The only way the Pitcher will not win in this scenario is if the other Player achieved a Smudge. Smudge immediately wins the game at the end of the round, before Victory Points are tallied.
Scoring & Points
Points in Pitch are rewarded for taking the requisite number of tricks based on a Player’s contract. Victory points can also be awarded for the following special conditions: High, Low, Jack, and Game. Each condition awards 1 Victory Point.
- High: The highest rank Trump card played in the round.
- Low: The lowest rank Trump card played in the round.
- Jack: The Player that takes the trick containing the Jack of Trumps wins the Jack point.
- Game: The Player with taken tricks accumulating the highest “trick value” Trick value is explained in the score sheet below:
Note that some variants of Pitch include a specific rule from Euchre where the non-trump Jack of the same color as the trumps is also worth 1 point.
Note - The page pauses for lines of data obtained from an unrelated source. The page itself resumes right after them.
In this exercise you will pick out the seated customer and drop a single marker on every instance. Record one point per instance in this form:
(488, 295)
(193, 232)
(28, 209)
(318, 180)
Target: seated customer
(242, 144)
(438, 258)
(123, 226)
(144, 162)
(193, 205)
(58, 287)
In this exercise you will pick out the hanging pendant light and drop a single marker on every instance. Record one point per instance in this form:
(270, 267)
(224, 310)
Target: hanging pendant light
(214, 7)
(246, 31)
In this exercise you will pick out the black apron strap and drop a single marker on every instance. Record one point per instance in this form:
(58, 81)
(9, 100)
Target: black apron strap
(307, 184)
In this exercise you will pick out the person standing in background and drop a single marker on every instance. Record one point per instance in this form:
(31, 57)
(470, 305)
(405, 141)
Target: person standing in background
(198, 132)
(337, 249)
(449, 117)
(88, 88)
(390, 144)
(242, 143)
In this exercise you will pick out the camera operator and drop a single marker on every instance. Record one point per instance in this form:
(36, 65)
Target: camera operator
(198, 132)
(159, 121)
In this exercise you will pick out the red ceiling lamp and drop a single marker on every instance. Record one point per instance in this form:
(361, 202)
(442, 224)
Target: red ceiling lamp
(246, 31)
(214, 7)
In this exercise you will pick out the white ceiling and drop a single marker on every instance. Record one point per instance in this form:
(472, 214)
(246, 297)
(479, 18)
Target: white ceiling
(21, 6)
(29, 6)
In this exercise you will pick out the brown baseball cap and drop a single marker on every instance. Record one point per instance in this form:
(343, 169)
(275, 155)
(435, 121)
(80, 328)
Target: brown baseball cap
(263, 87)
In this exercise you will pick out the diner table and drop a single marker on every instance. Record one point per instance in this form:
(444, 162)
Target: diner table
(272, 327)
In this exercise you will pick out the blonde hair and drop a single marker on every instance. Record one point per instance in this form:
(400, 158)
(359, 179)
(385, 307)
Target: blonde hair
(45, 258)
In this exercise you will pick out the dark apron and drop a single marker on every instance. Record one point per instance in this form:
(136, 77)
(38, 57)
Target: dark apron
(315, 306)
This is called an Off-Jack.
The following is an example hand-in Pitch:
J♣, K♣, 9♠, 5♣, 3♠, 6♥
In this case, it would be advantageous to bid highly in this round to become the Pitcher. By becoming the Pitcher, the Player can make the Trump suit clubs.
This would give them points for the Jack of Trumps, possibly winning the High point with their King of Trump, and can bid up to 3 during the Auction due to their 3 Trump cards increasing the odds of winning those tricks.
Basic Strategy & Tips
- A Smudge is an extremely risky contract to take, however, because you get to see your hand before the auction, if the hand you were dealt has 4 high-value Trump cards, there’s a very good chance of succeeding the Smudge. A Smudge instantly wins the game, and is only a deduction of 4 points if it is not made. If you can reasonably expect a win from the Smudge, go for it.
- Try to become the Pitcher as often as possible. The Pitcher determines the Trump suit of the game. This is an extremely advantageous position to be in, as the more prominent suit in your hand becomes the Trump suit.
- Contracts are the fastest way to generate Victory Points, but contracts are also the only way to lose Victory Points as well. A failed contract can leave you with a negative score. It may be better to try and win the High, Low, and Game points if your hand is rather weak.
- Remember, when it comes to the Game Point, anything besides the 10, Ace, and face cards (K, Q, J) offer no value. 10 cards are worth the most, so if you are trying for the Game Point, always try to take tricks where a 10 has been played.
Frequently Asked Questions
What are the Points in Pitch?
Pitch uses the same Victory Points as All Fours, except for the Gift point. This means points in Pitch are tabulated by High, Low, Jack, and Game.
How do you win a Pitch?
A game of Pitch is won when a player accumulates 7 of the Victory Points.
When it comes to the individual trick, a trick is taken when the Player plays the highest value card that either follows suit, or Trumps. A game also ends automatically when a Player that declared Smudge takes exactly 4 tricks, with that Player being the winner.
Can your score be negative in Pitch?
Yes, it is possible to get a negative score. During the bidding portion of the game, a Player’s contract is sealed before the round starts. If a Player does not take at least as many tricks as they bid, then the Player loses as many points as their bid was worth.
For example, Player 1 bids 3, but only takes 2 tricks. This means Player 1 loses 3 points at the end of the round.